Figure 8: Visual-prompted disambiguation—mask, mixture, and separated spectrograms for cases with overlapping/indistinct textual descriptions.
Temporal Span Prompting and Iterative Refinement
Span-only separation is effective for isolated/transient events but degrades for continuous backgrounds or ambiguous mixtures. However, coupling predicted spans (via PE-A-Frame) with text queries yields 13–39% net win rate improvements over text-only baselines, enabling frame-level separation without expensive manual labeling.
Figure 9: Net win rate (%) of SAM Audio with text+span or span prompts compared to text-only.
Figure 10: Left—objective and subjective metrics comparing text with/without predicted spans. Right—Net win rate improvement with predicted spans.
Sound Removal and Bidirectional Separation
Because SAM Audio jointly predicts target and residual stems, it enables high-fidelity removal as well as extraction. In music removal experiments, SAM Audio outperforms leading commercial systems (AudioShake, MoisesAI) by 1–8% OVR.
Figure 11: Left—OVR in music removal (table).
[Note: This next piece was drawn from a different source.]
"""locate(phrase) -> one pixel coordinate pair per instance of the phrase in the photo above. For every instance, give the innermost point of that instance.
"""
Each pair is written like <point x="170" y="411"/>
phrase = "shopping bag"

Right—Net win rate over removal system baselines.
Model and Inference Scale
Scaling model capacity (500M, 1B, 3B) yields marked improvements in structured domains (music, instruments, speaker) with diminishing returns for SFX. Temporal fusion (multi-diffusion over chunked windows) enables seamless long-form (minute-scale) separation with no boundary artifacts.
Figure 12: Net win rate (%) of smaller variants compared to SAM Audio-Large across core separation domains.
Practical, Theoretical, and Future Implications
SAM Audio demonstrates that universal multimodal prompting for audio separation is feasible and highly performant given (1) scalable pseudo-labeled data synthesis, (2) flow-based generative modeling for multimodal conditioning, and (3) robust perceptual evaluation. The architecture is extensible: more expressive prompt modalities and higher-capacity backbones yield cross-domain gains.
Challenges remain in further improving visual grounding, especially with off-screen or noisy visual contexts, and in achieving competitive results for highly complex, real-world SFX mixtures with significant overlap and ambiguity. Conversely, the span-prompting mechanism and the joint modeling of target and residual offer a practical path to iterative refinement and downstream integration.
On the theoretical side, the strong empirical correlation between SAJ and human ratings advances the case for dedicated, task-aware, reference-free evaluation metrics in generative modeling, potentially generalizable to other domains (images, video, code).
As the model and data regime scale, SAM Audio's methods suggest a path toward foundation models for general audio understanding—enabling direct instruction, source separation, editing, and reasoning over complex multimodal data using flexible natural-language and spatiotemporal queries.
Conclusion
SAM Audio (2512.18099) is the first universal multimodal foundation model for audio separation, robust to open-domain mixtures and diverse prompt types. The model surpasses specialized and generalist baselines in text, visual, and span prompting scenarios, and the supporting pseudo-labeling and perceptually aligned judge pipeline address core bottlenecks in data and evaluation. The work defines a new standard for flexible, interactive audio separation, marking an advance toward generally prompted multimodal audio systems.